After enduring one small instance of this kind of insanity I made up my mind to pop the chute after no more than two hours of non-improving conditions.
Upon being told that I would have to spend the night in a soup can the two hour limit would be forefit.
Never seen such a stupid thing. The pilots on these hauls don’t even make minimum wage and are the finest Embry Riddle has to offer. I simply don’t understand why anyone takes these jobs.
Why would I want to return to the gates?
Debark from the plane, go get your luggage, and then leave, if it's your final destination.
And if screening was absolutely necessary, then someone should have gone and roused the damn airport security staff from their beds at home.
Sounds positively hellish. Three hours or so is about my capacity on any plane, and by hour 4, I’d have decided prosecution was worth doing something to get off the plane.
There are some very small airlines that fly into airports without having screened passengers. They let them off at a gate outside the regular gates. I have flown one from SE NM to ABQ where the gates are at ground level and screeners one level up. However, I do not know of a large commercial operation that does not have screeners at the departure airport.

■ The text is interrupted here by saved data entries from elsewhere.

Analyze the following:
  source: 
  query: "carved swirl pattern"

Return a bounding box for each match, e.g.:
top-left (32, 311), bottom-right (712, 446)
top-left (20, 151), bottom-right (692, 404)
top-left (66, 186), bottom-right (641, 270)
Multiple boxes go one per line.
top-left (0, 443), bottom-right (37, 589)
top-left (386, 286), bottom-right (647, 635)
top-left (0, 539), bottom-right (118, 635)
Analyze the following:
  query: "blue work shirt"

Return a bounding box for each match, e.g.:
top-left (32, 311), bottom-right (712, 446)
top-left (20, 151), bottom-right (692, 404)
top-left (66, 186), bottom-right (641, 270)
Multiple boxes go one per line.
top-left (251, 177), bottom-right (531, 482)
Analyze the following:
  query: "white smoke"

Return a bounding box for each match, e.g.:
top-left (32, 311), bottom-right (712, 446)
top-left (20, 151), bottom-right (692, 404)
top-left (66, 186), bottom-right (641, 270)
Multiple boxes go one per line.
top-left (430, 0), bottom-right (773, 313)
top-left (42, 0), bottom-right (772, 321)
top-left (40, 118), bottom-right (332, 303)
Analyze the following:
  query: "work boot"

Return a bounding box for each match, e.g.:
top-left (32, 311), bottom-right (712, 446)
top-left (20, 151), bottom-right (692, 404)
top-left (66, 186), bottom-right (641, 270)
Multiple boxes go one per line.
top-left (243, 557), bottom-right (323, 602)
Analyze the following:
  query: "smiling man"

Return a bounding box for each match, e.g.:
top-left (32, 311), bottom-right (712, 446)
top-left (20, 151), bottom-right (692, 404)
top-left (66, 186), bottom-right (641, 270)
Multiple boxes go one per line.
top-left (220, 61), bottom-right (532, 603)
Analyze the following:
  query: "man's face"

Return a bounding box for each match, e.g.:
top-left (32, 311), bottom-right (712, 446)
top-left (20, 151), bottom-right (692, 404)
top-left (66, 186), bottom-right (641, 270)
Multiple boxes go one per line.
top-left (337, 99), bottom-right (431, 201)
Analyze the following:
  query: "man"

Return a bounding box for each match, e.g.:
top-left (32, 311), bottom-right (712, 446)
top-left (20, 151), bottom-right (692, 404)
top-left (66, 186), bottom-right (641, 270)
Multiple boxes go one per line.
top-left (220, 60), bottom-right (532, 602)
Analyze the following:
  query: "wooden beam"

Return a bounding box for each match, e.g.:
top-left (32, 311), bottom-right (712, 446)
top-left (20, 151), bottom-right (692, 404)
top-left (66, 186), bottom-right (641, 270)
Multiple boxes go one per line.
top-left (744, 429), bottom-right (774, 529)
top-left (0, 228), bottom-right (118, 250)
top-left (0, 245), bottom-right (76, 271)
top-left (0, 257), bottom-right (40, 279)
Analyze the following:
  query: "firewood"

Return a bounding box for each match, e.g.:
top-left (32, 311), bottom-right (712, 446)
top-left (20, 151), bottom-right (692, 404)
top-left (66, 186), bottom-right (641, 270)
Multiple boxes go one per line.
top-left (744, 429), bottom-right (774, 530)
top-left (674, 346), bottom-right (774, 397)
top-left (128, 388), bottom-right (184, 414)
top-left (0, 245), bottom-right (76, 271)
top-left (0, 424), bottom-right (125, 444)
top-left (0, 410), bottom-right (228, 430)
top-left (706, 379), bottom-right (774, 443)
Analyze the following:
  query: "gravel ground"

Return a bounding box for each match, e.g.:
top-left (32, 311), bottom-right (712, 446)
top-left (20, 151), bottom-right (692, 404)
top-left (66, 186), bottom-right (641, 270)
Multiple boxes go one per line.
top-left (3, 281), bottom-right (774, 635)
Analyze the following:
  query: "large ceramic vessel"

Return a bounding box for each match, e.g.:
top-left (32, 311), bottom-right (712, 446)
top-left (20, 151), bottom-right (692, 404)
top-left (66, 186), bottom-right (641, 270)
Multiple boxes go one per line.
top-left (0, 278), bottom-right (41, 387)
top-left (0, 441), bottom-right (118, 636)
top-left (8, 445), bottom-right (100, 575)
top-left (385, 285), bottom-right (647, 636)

“But you wouldn’t be allowed back to the gates without screening without being screened again”
So, they spend the night in the terminal (heaven forbid the airline put them all up in hotel). 9 hrs in the terminal is better than 9 hrs on the plane
Have a kid open the door.
The Regulations only prosecute people who are over age 18 — which is why 18 year old and over sit in the emergency row.
Rochester is less than an hour and a half from the Mpls airport. I’d sooner walk that than sit overnight in that can.
Maybe that's the real reason they kept the passengers in the plane.
They didn't want to put them up in a hotel.
47 passengers on a 50 passenger plane spending 9 hours couped up?? It would be hellish.
This article has a little bit more information. Let the finger-pointing begin.
And if I was on the plane, I would have called 911.